Post comment as twitter logo facebook logo
Sort: Newest | Oldest

In your first example, knowing that the salesman is feeding me BS doesn't seem like asymmetric information in my favor. In that case, even if I know he's trying to scam me, he's still going to be stubborn in not realizing that I know. Thus, at best we have a stand-off, where he refuses to budge on the price.

I'll take a look at Shantaram when I get a chance, I'm still very interested in India after my trip :)

Picture this scenario: Now you know that rug salesmen in India stretch the truth. Next time you are in a rug shop in Delhi and the salesman is giving you the pitch, you know that part of it is BS. But, he doesn't know that you know. So, you are holding the upper hand (information asymmetry is in your favour).

Can you make this count in your favour? If yes, does this mean your "experience" of a particular situation is more valuable compared to your knowledge of the definitive nature of the product you are buying?

Why I ask this is because if it was me instead of you, I would have ended up paying as much as you did, since I'm not an expert on rugs either. It is by word of mouth and market research that you realize the correct price and quality levels.

Case in point: I see these US real estate programs on television where fancy homes are advertised by real estate agents. The property prices are outrageous but the way the agents hype it is more so. As a buyer, won't you do your due diligence by pitting one agent against another and getting information on why you should go for one agent's proposition over another?

Similarly, did you try visiting multiple shops and try to compare? Did you do your due diligence? This is similar in principle to your bar-code example, though the ground implementation is different. If the second shop keeper offered you the same quality rug at a lower price, you would have known that there was something fishy.

Lastly, what if the shopkeeper has already factored in the fact that out of 10 buyers, perhaps 1-2 will return for refunds? He still makes a tidy profit from the remaining 8 sales.

I am sorry to hear that you had to pay a premium for your cab. But, if I'm not mistaken such a differential pricing is also applicable at the Taj Mahal - ~20 USD for foreigners and 40 cents - 2.2 USD for Indians ( I think this point has less to do with culture and more to do with pricing the product according to the paying ability and willingness of the consumer (you will definitely not think too much about paying 20 USD after paying 1500 USD to come to India :)

Recommendation: Perhaps it will be a good time to read the book "Shantaram" by Gregory David Roberts while your memories of India are still fresh :)

Well, in the case of Madoff, it's clear that his only intent was to defraud his investors through sham "securities" purchases. I think everyone agrees that this is crime, there's no gray area.

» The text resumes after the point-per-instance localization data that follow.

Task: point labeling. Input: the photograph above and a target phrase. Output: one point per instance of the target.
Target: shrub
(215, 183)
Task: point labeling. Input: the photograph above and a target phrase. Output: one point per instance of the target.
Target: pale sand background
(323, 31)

With the rug purchase, I look at it as a situation of "what can I get away with?" The rug salesman technically did provide the good; the rug that was purchased is the rug Pat was looking at. Without hearing from hotel salesman, all would've actually been well, because 'ignorance is bliss' and it was a beautiful rug.

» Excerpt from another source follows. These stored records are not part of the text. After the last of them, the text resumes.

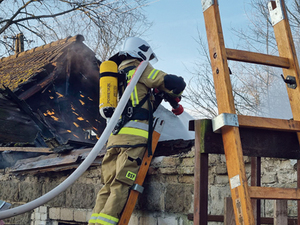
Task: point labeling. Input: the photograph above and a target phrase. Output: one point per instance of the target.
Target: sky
(175, 29)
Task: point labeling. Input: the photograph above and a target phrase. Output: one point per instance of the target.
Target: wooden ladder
(137, 188)
(228, 123)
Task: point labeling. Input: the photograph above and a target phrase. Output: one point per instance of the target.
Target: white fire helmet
(138, 48)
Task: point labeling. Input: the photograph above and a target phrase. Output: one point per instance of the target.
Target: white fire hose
(89, 159)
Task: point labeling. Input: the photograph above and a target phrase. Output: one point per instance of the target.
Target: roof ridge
(69, 39)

I was a little imprecise with my "culturally" comment; it's not that India should be singled out as the only place this happens, and nor would I expected *every* Indian salesman to do it. I spoke with my friend Stephen about this yesterday, and even though he's from Nigeria, when he goes back local businessmen try and take advantage of him.

When thinking about the future of India, or any developing nation, one of the biggest opportunities and obstacles to trade is transaction and information cost. The 'what can I get away with' mentality is a huge obstacle to growth IMO. I'm not sure what the answer to the problem is, but just from this personal experience it's clear that revenue from rug sales is dramatically lower due to the extremely high cost to asymmetric information. Pat never picked up a rug after returning his first purchase; I did not purchase one even though I was interested. I also stopped taking car service after I found out I paid a 100% premium relative to what others were paying.

"...culturally, it is okay to mislead the customer in the pursuit of profit..."

How is this different from the Bernie Madoff Ponzi scheme? Consequently, how is cheating different across cultures?